TEKNOLOJİ DİYORUZ AMA NE KADAR TEKNOLOJİ ÜRETİYORUZ

"Teknoloji ve İktisadi Kalkınma" adlı kitabı okuyorum. Çeviri bir kitap, fakat çok öğretici yazılmış. Yıllar önce bir kez daha okumuştum. Kitabı Konya'dan satın almıştım. Yıllar sonra neye kitaba dönüş yaptım? Şundan dolayı.
Türkiye teknoloji satın alan bir ülkedir. Fazla bir teknoloji üretmiyoruz. Belki üretemiyoruz. Teknoloji üretecek olanaklarımız mı yok? Yoksa teknoloji üreteceğimize satın alırız demek mi işimize geliyor, bilmiyorum. Ne sebeple olursa olsun teknoloji satın aldığımız bir gerçek.

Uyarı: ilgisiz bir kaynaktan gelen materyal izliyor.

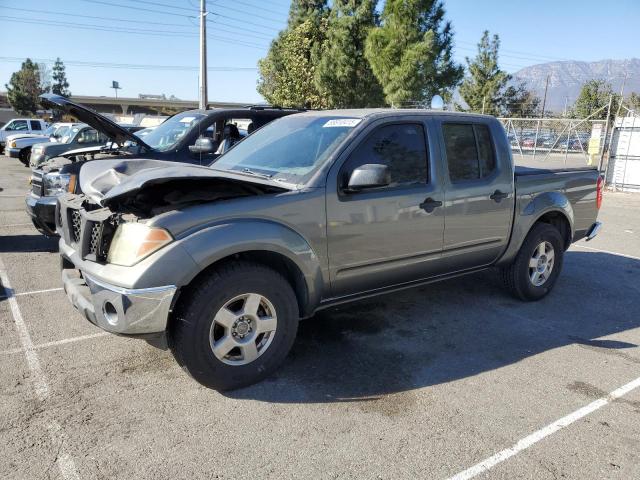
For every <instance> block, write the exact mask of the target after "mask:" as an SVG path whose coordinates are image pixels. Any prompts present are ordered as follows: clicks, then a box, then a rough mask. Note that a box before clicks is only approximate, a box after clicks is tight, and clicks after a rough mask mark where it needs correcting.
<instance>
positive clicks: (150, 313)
mask: <svg viewBox="0 0 640 480" xmlns="http://www.w3.org/2000/svg"><path fill="white" fill-rule="evenodd" d="M65 263H66V262H64V261H63V268H62V282H63V284H64V291H65V292H66V294H67V297H68V298H69V300H70V301H71V303H72V304H73V306H74V307H76V308H77V309H78V310H79V311H80V312H81V313H82V314H83V315H84V316H85V318H86V319H87V320H89V321H90V322H91V323H93V324H94V325H97V326H98V327H100V328H102V329H103V330H106V331H108V332H112V333H118V334H123V335H140V334H149V333H160V332H164V331H165V329H166V327H167V320H168V318H169V311H170V310H171V304H172V302H173V297H174V296H175V293H176V287H175V286H173V285H168V286H163V287H156V288H142V289H127V288H121V287H118V286H115V285H110V284H108V283H105V282H102V281H98V280H97V279H95V278H92V277H90V276H89V275H86V274H85V275H84V276H82V275H81V274H80V271H79V270H76V269H74V268H65Z"/></svg>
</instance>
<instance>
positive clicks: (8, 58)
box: [0, 57, 257, 72]
mask: <svg viewBox="0 0 640 480" xmlns="http://www.w3.org/2000/svg"><path fill="white" fill-rule="evenodd" d="M31 60H33V61H34V62H36V63H53V62H55V61H56V60H54V59H52V58H31ZM23 61H24V58H23V57H0V62H5V63H16V62H17V63H20V62H23ZM64 63H65V65H70V66H74V67H89V68H121V69H127V70H167V71H198V67H192V66H189V65H155V64H136V63H109V62H88V61H81V60H65V61H64ZM207 70H209V71H212V72H244V71H255V70H257V68H256V67H209V68H207Z"/></svg>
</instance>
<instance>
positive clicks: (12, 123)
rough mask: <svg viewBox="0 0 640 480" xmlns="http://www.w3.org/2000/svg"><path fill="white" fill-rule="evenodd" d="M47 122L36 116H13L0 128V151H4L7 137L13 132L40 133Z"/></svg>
mask: <svg viewBox="0 0 640 480" xmlns="http://www.w3.org/2000/svg"><path fill="white" fill-rule="evenodd" d="M47 126H48V124H47V122H45V121H44V120H40V119H38V118H14V119H13V120H9V121H8V122H7V123H6V124H5V125H3V126H2V128H0V153H2V152H3V151H4V148H5V144H6V142H7V137H8V136H9V135H14V134H17V133H19V134H25V135H28V134H31V133H36V134H40V133H42V132H43V131H44V130H46V128H47Z"/></svg>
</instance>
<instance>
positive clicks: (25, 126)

Kitapta altını çizdiğim cümlelerden de yararlanarak bilgiyi sizinle paylaşmak istiyorum. Çünkü teknolojinin ne olduğu hakkında fazla bir bilgi sahibi değiliz.
Bir bilgiye ve görüşe göre "teknoloji insan tarafından, yine insan için yaratılmış bir araçtır. Ve bu aracın insan hayatı üzerindeki etkisi insanın onu kullanma şekline bağlıdır. Çok farklı olmayan bir başka görüşe göre ise, TEKNOLOJİ BİR TOPLULUĞUN İKTİSADİ FAALİYETLERİ İLE İLGİLİ BİLGİLERİN TOPLAMIDIR. YANİ BU FAALİYETLERİN YAPILMASI İLE İLGİLİ KAİDELERİN BELİRLİ HALE GELMİŞ ŞEKLİDİR.”

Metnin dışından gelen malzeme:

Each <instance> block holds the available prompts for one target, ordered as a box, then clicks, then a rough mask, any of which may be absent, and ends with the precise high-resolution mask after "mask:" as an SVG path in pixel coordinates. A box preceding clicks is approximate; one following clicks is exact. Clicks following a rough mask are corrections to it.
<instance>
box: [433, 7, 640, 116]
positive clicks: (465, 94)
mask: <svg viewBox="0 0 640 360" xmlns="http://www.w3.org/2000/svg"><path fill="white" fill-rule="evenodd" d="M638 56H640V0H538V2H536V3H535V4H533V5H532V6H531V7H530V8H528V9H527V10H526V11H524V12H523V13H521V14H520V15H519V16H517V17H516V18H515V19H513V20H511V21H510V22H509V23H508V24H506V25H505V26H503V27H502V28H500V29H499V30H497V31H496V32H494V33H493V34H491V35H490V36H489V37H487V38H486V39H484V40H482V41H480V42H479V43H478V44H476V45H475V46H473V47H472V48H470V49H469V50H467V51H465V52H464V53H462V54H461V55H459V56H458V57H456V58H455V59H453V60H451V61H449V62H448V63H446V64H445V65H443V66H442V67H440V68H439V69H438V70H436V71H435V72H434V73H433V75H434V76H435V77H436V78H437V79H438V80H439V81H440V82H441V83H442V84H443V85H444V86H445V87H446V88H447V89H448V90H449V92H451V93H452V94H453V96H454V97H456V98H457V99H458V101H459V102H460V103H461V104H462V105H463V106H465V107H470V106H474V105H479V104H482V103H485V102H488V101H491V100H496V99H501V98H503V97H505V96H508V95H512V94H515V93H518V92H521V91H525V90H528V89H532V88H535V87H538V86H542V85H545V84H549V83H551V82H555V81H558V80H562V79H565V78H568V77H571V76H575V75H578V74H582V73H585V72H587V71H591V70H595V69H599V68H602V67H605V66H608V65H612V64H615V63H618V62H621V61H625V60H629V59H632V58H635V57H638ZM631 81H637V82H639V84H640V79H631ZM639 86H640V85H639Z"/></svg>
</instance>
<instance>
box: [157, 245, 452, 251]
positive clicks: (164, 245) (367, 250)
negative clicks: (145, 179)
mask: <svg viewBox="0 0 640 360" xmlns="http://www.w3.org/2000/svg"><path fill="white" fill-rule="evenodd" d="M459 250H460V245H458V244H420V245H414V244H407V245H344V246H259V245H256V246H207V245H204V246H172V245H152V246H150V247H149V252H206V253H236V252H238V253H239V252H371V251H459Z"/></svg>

Teknolojinin tanımı bu olunca akla şu geliyor?
Teknolojinin eğitimdeki yeri nedir? Yeni bir teknolojiyi kullandığımızda eğitim bundan ne oranda etkileniyor, ne oranda bir fazla değer yaratılıyor?
Daha önce bir yazımda belirtmiştim. Yeni bir bilginin veya teknolojinin kullanılması halinde eğitim ve üretim bundan yüzde 25-30 oranında olumlu biçimde etkileniyor. Şu halde teknolojinin ya da yeni bir bilginin kullanılması refahın artışına neden olmaktadır. Bugün kendilerinden teknoloji satın aldığımız ülkeler kalkınmış, refaha erişmiş ülkelerdir. Bu ülkeler bilgiyi kullanmak, "refahı artırmak gayesiyle teknolojinin ticari amaçla yaygın biçimde kullanılması gerekir. Yeni bir teknolojinin şunda bunda olması fazla bir anlam ifade etmez. Sözgelimi, televizyonun, bilgisayarın, buzdolabının, çamaşır makinesinin herkeste olması halinde teknolojinin ticari amacı yerine gelmiş, refaha katkı sağlamış olur. Kısaca, teknolojiyi kullanacak geniş bir kesimin olması şarttır. Yeni bir araç yapmışsınız onun alıcısı, kullananı olmazsa bu bir işe yaramaz. Ülkemiz galiba yeni bir teknolojiyi, yani aracı kullanacak geniş bir kesimi yaratmadığı için teknoloji üretemiyor. Tabii yeni bir teknolojiyi satın alacak kesimin, insanların ekonomik güce sahip olması icap ed er. Satın alamıyorsa yeni bir aracı, teknolojiyi kullanmak mümkün değildir. Yaptığınız elinizde kalır. Mesela Selahattin Demiraco yazdığı kitabı satamıyorsa, kitabı alan yoksa ne diye kitap yazmış olsun. Bir malın, bir aracın ticari konuma gelememesi alıcının olmasına bağlıdır.